Interpretive Summary: Rust fungi cause diseases on many different plants and significant yield losses in many crops. Rust is a major disease of switchgrass, which is increasingly grown to produce biofuel ethanol, a renewable energy source. Infection of switchgrass by rust fungi can decrease yields of both biomass and ethanol. Using DNA sequences and spore characteristics, we identified five species of rust fungi that can infect switchgrass, three of which are new to science. This information will allow plant pathologists and switchgrass growers to identify and manage diseases on switchgrass. This research will also enhance efforts to breed disease resistant switchgrass varieties, the principal method used to manage rust diseases.

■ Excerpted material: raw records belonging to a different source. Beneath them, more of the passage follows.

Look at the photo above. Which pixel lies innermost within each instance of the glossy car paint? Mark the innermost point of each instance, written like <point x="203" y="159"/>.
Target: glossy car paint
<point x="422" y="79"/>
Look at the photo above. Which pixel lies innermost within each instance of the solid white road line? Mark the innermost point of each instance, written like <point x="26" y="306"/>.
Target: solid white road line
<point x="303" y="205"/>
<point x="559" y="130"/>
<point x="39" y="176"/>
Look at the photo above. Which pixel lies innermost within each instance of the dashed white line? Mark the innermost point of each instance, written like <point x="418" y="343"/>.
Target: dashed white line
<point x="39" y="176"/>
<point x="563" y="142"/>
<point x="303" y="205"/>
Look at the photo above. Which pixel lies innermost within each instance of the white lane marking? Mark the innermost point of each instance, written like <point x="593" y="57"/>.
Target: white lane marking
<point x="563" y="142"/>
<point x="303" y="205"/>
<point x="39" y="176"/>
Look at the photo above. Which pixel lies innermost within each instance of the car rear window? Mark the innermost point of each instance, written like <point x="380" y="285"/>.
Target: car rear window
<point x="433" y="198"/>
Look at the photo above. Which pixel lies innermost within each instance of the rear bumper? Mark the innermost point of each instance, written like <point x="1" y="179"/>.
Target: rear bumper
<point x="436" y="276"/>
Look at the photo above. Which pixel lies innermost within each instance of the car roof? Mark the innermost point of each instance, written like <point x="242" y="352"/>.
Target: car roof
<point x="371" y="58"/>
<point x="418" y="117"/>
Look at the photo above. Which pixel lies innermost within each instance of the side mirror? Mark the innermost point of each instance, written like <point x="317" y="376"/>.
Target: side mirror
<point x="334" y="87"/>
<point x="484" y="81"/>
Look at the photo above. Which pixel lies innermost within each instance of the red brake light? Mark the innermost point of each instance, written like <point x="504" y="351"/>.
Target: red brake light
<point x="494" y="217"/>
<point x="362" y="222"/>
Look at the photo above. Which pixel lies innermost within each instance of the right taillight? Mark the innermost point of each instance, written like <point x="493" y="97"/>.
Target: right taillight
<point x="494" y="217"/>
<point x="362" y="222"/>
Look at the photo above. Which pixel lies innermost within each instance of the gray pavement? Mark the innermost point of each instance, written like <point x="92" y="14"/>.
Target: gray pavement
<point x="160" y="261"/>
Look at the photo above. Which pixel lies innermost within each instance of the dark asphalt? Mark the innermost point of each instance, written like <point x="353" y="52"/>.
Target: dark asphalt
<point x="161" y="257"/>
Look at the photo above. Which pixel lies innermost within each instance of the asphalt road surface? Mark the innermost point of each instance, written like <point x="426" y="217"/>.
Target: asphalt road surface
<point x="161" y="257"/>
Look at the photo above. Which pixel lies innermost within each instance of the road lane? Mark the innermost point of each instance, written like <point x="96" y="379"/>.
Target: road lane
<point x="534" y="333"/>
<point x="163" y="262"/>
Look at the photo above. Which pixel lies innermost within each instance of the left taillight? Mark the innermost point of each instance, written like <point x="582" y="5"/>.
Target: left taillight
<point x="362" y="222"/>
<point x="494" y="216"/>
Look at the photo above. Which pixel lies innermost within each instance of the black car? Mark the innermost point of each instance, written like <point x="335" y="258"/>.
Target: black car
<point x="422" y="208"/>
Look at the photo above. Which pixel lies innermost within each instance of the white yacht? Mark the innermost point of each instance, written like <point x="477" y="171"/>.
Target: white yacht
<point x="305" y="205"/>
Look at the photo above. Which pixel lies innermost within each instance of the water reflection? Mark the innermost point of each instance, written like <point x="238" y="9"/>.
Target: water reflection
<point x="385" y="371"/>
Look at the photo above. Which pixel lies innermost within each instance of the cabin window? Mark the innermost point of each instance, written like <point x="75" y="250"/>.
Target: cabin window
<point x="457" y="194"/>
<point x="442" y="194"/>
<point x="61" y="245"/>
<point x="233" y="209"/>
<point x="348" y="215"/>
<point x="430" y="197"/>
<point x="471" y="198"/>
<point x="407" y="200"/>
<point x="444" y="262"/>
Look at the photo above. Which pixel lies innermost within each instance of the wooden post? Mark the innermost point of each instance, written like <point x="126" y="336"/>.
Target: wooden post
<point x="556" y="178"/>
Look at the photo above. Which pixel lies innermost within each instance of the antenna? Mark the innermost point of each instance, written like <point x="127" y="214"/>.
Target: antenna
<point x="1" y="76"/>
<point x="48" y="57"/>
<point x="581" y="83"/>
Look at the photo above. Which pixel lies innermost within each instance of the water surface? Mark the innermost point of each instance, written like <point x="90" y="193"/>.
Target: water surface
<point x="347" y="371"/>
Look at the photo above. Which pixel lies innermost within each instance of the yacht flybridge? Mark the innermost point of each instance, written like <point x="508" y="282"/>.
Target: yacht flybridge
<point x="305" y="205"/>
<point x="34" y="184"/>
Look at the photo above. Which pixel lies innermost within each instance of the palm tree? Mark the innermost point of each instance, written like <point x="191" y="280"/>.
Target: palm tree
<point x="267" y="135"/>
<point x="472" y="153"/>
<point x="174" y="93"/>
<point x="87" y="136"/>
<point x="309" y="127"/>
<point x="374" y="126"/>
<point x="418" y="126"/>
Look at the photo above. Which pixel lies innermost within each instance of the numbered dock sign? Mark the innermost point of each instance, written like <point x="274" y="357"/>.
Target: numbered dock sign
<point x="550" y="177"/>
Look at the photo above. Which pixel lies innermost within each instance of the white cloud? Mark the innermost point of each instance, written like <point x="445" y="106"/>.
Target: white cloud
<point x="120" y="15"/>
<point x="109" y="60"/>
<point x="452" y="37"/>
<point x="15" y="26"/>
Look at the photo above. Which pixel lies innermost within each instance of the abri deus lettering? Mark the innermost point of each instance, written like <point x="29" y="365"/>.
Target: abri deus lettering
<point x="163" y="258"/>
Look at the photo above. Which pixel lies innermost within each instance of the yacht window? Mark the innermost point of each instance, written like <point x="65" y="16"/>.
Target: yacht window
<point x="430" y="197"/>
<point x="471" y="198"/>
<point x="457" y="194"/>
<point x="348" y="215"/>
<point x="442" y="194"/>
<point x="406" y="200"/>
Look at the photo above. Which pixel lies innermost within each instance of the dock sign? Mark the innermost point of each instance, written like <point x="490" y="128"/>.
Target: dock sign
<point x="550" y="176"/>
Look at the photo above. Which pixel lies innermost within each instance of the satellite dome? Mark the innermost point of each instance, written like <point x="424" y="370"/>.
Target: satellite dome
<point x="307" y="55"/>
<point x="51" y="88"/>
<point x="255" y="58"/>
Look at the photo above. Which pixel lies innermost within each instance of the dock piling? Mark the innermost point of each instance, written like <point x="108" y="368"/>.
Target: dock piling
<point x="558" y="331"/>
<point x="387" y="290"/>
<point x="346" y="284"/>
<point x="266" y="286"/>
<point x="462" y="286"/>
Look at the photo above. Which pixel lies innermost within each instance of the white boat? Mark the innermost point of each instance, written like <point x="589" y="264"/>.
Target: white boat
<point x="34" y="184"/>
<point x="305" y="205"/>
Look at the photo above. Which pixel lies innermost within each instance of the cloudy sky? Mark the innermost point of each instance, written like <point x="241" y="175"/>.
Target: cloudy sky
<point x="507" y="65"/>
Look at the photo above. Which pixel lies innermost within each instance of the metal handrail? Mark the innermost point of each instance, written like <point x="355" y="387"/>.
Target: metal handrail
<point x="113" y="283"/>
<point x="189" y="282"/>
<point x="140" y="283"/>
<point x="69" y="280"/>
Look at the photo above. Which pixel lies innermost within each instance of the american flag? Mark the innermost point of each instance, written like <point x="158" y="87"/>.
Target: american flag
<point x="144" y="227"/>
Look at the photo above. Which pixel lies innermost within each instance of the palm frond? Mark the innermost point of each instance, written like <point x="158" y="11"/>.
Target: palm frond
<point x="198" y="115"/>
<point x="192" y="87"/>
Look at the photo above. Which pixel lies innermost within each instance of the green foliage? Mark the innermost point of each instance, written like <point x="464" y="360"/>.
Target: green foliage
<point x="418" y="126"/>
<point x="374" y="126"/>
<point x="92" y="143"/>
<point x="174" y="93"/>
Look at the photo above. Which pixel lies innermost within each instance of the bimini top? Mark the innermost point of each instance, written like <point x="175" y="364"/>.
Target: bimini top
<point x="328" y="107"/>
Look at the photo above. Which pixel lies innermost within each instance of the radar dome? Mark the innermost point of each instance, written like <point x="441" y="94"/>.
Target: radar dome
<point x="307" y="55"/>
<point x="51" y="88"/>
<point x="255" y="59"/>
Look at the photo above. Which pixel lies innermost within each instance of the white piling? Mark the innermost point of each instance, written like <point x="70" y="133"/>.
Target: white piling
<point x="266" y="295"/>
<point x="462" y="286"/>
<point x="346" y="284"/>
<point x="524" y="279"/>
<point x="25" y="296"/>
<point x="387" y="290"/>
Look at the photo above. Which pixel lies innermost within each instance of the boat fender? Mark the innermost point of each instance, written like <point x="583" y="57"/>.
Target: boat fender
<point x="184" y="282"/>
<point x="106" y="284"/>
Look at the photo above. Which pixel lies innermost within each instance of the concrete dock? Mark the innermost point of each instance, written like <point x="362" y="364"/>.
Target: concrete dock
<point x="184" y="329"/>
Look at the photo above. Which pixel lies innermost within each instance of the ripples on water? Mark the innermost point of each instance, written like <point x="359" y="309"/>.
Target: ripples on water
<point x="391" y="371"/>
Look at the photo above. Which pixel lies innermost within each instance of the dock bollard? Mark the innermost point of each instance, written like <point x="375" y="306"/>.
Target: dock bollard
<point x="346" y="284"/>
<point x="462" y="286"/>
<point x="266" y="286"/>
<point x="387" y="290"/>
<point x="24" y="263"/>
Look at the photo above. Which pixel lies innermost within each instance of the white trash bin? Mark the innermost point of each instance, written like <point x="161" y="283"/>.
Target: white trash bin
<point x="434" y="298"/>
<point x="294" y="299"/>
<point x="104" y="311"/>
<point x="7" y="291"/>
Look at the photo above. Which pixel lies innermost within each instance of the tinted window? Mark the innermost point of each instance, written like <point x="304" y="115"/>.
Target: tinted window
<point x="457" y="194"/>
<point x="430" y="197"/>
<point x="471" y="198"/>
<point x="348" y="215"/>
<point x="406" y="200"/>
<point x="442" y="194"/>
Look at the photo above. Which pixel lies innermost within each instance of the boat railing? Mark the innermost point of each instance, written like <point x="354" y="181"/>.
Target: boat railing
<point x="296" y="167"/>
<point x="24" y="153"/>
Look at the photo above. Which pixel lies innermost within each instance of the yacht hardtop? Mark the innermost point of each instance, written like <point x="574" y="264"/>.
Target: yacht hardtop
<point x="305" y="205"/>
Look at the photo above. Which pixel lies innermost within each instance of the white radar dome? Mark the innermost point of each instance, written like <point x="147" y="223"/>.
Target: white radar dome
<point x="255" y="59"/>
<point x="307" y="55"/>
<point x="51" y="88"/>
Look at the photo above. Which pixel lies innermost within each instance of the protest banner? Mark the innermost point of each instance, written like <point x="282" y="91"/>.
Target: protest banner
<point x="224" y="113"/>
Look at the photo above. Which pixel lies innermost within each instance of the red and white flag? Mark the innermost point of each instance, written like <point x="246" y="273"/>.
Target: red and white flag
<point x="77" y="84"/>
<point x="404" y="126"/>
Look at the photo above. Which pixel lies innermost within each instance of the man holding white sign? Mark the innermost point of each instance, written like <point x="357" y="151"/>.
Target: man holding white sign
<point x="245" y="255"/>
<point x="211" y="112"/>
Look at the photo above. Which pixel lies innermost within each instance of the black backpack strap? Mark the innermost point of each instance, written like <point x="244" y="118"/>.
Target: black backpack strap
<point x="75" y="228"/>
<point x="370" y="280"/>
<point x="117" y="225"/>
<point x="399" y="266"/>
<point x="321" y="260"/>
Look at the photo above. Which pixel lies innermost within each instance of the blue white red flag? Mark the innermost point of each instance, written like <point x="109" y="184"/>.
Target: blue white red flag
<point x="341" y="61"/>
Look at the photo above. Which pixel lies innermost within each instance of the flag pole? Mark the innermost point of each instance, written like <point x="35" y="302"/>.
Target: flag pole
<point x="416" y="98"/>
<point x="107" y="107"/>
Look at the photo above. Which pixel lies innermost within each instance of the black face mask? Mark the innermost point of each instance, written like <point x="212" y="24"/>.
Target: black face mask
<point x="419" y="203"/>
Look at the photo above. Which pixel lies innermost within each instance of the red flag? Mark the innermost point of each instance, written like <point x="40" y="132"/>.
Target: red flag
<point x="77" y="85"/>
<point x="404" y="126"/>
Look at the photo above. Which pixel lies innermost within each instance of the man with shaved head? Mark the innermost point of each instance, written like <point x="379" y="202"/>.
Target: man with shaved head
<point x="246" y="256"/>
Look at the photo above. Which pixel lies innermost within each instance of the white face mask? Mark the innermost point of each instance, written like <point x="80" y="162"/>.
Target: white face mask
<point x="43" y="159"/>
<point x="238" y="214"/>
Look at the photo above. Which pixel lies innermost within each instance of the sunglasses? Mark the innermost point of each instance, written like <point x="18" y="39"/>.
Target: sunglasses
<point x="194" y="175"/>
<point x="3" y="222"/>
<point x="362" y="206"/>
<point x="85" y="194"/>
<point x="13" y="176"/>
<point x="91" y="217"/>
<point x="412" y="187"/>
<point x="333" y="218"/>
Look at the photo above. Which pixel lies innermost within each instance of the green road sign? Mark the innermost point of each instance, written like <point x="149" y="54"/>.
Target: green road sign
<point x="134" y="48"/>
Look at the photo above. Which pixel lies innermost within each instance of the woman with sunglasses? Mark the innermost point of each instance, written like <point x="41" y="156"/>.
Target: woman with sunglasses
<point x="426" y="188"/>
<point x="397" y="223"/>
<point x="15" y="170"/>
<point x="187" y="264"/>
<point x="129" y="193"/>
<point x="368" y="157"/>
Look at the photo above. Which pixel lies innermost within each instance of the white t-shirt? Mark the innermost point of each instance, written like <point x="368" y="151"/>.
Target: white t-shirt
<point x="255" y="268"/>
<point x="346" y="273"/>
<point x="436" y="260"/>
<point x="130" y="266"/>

Technical Abstract: Rusts are economically important diseases of switchgrass and other Panicum grasses. Phylogenetic analyses based on sequences of the rDNA internal transcribed spacer ITS2 region, the large subunit, and the intergenic spacer region (IGS) showed that species of rust fungi infecting switchgrass are closely related within Puccinia. Variation among rbcLa sequences for the associated hosts sampled concurred with the original identifications. Five species infecting switchgrass were recognized: Puccinia graminicola (= Uromyces graminicola), P. pammelii, and the proposed new species P. amara, P. novopanici, and P. pascua. These species were distinct from P. emaculata, the species previously considered the principal rust pathogen infecting switchgrass but that was found exclusively on witchgrass in this study. Rust fungi on switchgrass previously identified as P. emaculata were identified as the morphologically similar species P. amara, P. novopanici, and P. pammelii (= P. panici). The morphological species Puccinia graminicola was found to comprise three species, P. graminicola and the proposed new species P. pascua on switchgrass and P. cumminsii on Panicum sp.